The Sock 'Em, Bust 'Em Board Because that's our custom

I figured there was an expensive and complex computer involved — and there is — but constructing the Big East’s basketball schedule is a task that begins on the ground level. Someone has to tell the computer what to do, right?

Turns out that shortly after the end of the season the conference asks itself as well as the coaches to predict the upcoming season — and figure that’s pretty difficult and inexact given roster turnover with the draft and transfers/deparutres as well as incoming players … and politics. 

It’s still sensible and tangible and therefore useful as a starting point for scheduling puposes. The results are gathered and then sorted for the computer’s consumption.

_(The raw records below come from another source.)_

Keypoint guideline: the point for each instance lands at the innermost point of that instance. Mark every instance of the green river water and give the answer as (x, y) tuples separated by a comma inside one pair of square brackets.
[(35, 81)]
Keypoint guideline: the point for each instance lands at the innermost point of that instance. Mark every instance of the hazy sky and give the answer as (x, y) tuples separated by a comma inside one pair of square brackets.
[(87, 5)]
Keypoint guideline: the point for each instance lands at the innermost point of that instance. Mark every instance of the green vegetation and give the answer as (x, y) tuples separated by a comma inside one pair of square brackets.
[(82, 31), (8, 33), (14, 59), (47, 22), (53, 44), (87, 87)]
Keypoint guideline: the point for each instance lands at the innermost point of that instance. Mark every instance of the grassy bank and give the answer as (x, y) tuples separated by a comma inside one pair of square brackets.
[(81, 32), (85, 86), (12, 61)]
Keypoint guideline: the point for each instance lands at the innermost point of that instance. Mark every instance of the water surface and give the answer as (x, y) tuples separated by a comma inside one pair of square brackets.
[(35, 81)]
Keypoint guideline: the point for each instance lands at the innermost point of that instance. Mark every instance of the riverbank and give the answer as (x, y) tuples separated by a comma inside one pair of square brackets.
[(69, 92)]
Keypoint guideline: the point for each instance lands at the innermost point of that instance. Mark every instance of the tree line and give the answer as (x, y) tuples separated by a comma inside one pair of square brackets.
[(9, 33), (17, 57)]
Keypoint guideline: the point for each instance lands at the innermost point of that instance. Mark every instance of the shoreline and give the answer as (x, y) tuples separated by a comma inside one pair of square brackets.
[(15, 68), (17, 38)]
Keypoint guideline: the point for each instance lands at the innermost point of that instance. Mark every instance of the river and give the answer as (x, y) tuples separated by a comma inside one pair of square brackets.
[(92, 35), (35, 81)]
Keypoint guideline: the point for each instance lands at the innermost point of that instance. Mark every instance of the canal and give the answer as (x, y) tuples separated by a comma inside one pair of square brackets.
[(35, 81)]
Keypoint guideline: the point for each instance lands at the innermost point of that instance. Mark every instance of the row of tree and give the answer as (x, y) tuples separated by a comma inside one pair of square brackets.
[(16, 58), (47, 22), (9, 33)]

This year, I’m told, there was a wider range of opinions among the coaches about where teams might finish. In all of the years the Big East has scheduled (with 16 or 18 games, where not everyone plays every other team the same number of times), there never has been a wider range of opinions in the coaches’ vote.

That comes after a testy season in which 27 percent of Big East Conference games were decided by three or fewer points in regulation, or in overtime.

The average “range” in the coaches’ poll this year was nearly an 8. To explain that, it means a team that was picked fourth by one coach was placed 11th by another – and that 8 is an average. There were multiple teams in the middle of the Big East scheduling “tiers” that stretched over 11 spots. That means the same team may have gotten a third and a 13th-place vote.

(That tells you one of two things: Even the coaches aren’t sure about whether some clubs, say, belong fourth or 10th, or they’re trying to fiddle with the system to get matchups they want. It’s not likely, however, with 16 coaches voting, that even four or five can change the outcome.)

Teams are placed into those tiers, and the assumption by many is that it’s four tiers of four teams. Not so. It’s not about how many teams are in a tier, but where the gaps are among the tiers.

This year there were five tiers, and the tiers aren’t broken down evenly, but are divided where there are significant splits in the poll vote totals (15 points for a first-place vote, 1 for a 15th-place; a coach doesn’t include his own team).

WVU was a “second tier” team, which is probably a fair approximation and certainly matters not to the Mountaineers. That projection ended up giving them a home-and-home against low tier, middle tier and upper tier teams DePaul, Louisville and Pitt, respectively.

So, once  more, it’s a compeitive conference schedule. And what of the non-conference schedule? Not as hard, but not a lot of gimmes, either.

Purdue, projected as a top five club with Rob Hummel, E’Twaun Moore and JaJuan Johnson returning, will visit WVU Coliseum in January, in what is likely to be a CBS national telecast game. The Mountaineers also plan to start a home-and-home series at Miami (Fla.).

Huggins, who never has been isn’t afraid to schedule his teams into toughies, has the Mountaineers in the Puerto Rico Tip-Off in late November with North Carolina, Vanderbilt, Minnesota, Western Kentucky, Nebraska, Davidson and Hofstra … No brackets there yet.

WVU has Charleston Civic Center dates with Marshall and VMI, goes to Duquesne, and has also Coliseum visits from Cleveland State, Oakland (Mich.), American U., and Robert Morris.